La semaine dernière, une dame m’a proposé de garder son jeune Bichon croisé Westie. Avec Jojo, nous avons passé le mercredi ensemble et il ne m’a plus quittée. Il me suivait partout jusqu’à s’endormir plusieurs heures sur mon pied. La propriétaire était ravie. J’ai eu droit à quatre nouvelles étoiles.
Aujourd’hui, je sais comment gérer cette petite activité. Nous faisons d’abord une rencontre entre chiens dans un endroit neutre. Nous établissons les règles à l’avances et je n’hésite pas à dire quand je pense ne pas être dispo à 100% pour le chien. Je n’accueille jamais plusieurs animaux de propriétaires différents. Je m’oblige à envoyer un ou deux SMS/MMS par jour (même quand la garde ne dure qu’une après-midi).
Maintenant je reçois des réservations des mois à l’avance et certains m’ont recommandée à leurs amis. J’ai même mon petit client régulier : Jojo est là tous les mercredis après-midi et j’ai l’impression de me transformer en Fran Fine (les petits cris de nounou gaga en plus) ! D’ailleurs, je sens présentement sa touffe de poils sous mes pieds. C’est pas désagréable.
Alors, tu te lances ?
Être DogSitter est une super expérience car on apprend toujours aux côtés des chiens. Cette activité permet de faire des rencontres et d’animer un intérieur un peu triste. Tu passeras ta journée à fourrer ton nez dans un pelage fluffy et lancer une balle dégoulinante, tout en étant payée pour ça.

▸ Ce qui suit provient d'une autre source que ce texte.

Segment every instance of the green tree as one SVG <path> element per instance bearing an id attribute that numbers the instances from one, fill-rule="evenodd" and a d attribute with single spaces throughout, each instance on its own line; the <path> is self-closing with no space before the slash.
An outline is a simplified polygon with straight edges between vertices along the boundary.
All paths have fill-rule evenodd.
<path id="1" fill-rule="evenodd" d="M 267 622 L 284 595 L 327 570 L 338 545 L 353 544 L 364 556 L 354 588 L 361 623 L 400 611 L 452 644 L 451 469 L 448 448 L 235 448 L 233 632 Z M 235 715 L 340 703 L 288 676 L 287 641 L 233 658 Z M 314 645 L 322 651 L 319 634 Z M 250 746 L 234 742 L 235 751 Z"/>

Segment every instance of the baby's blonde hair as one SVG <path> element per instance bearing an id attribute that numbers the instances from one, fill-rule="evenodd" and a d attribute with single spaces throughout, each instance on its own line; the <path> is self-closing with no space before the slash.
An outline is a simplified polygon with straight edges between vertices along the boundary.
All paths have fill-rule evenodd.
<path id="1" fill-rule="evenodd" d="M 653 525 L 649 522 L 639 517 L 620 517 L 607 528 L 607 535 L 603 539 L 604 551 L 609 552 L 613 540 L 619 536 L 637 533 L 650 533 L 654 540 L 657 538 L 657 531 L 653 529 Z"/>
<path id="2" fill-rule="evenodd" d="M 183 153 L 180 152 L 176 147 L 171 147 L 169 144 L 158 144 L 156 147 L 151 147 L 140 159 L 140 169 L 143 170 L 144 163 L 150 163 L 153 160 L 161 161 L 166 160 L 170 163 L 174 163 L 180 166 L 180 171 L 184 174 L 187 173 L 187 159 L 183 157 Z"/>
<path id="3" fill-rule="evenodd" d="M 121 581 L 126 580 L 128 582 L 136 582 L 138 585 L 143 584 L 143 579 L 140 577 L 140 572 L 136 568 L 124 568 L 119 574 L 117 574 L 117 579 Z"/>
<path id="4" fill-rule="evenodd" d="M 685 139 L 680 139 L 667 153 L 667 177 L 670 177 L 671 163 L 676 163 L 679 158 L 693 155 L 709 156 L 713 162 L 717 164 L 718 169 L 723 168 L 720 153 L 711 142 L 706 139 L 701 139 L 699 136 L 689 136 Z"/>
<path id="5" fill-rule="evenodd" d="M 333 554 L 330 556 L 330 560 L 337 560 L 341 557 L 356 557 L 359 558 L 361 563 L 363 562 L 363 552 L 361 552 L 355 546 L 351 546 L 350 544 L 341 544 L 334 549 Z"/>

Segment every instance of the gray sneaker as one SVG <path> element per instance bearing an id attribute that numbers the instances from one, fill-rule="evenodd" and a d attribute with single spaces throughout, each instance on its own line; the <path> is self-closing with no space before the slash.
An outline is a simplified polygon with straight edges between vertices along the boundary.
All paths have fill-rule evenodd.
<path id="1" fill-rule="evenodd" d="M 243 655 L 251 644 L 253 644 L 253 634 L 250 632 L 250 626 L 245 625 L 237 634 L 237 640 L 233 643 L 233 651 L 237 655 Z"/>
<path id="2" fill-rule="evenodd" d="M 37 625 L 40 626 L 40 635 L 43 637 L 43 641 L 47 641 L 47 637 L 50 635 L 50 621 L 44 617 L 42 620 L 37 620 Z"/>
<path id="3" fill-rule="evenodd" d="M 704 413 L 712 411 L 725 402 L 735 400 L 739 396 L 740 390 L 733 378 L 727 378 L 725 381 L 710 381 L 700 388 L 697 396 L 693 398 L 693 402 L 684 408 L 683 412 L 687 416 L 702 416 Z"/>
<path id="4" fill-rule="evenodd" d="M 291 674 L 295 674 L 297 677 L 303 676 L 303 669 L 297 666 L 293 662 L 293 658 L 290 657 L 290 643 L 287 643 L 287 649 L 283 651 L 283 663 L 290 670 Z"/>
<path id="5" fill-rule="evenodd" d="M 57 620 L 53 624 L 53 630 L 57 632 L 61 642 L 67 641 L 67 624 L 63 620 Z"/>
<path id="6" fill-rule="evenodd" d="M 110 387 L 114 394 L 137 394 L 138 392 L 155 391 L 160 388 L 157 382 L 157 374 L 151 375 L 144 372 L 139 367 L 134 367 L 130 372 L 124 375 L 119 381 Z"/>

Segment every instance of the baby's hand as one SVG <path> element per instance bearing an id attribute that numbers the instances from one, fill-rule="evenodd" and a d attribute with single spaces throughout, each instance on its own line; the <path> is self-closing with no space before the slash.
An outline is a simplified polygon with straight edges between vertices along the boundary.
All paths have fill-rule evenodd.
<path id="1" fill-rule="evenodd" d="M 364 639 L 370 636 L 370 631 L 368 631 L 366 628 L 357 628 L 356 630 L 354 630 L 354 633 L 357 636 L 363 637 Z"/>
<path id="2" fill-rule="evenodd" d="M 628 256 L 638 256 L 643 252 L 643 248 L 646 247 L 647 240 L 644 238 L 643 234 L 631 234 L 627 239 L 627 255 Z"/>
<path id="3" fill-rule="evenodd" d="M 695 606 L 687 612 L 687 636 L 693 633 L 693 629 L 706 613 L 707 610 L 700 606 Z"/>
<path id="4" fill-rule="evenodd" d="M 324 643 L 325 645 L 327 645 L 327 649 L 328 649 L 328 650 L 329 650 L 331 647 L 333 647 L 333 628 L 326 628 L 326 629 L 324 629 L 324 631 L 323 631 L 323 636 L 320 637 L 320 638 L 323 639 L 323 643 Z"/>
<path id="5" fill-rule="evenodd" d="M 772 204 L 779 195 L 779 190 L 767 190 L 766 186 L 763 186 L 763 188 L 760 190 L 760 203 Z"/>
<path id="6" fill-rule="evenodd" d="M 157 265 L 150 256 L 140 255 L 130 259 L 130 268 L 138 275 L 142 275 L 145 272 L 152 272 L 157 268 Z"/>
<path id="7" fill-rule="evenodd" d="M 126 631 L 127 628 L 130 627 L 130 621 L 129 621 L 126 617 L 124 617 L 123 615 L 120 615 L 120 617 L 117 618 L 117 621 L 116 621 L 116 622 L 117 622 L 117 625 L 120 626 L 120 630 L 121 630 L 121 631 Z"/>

Mais c’est aussi, et surtout, des responsabilités et des inconvénients. S’occuper d’un chien c’est se rendre disponible pour lui et lui offrir un service digne du Hilton (massage de coussinets à l’huile d’avocat inclus). C’est le sortir, évidemment, mais faire attention à son comportement et ne jamais prendre de décisions risquées (le lâcher, l’emmener dans un endroit pas hyper sécurisé).
Quand tu héberges un chien, impossible de sortir jusqu’à cinq heures du mat’ ! Si on te l’a confié ce n’est pas pour que tu l’abandonnes chez toi, il faut être présente au maximum. Il ne faut pas oublier de penser au propriétaire et lui envoyer des nouvelles régulièrement ! Bref, c’est un travail à plein temps.
Oui, parfois les propriétaires ont des requêtes un peu particulières.
Pourtant si tu l’acceptes et que tu te sens capable de l’assumer, tu ne devrais vraiment pas le regretter. Promis, juré… léché.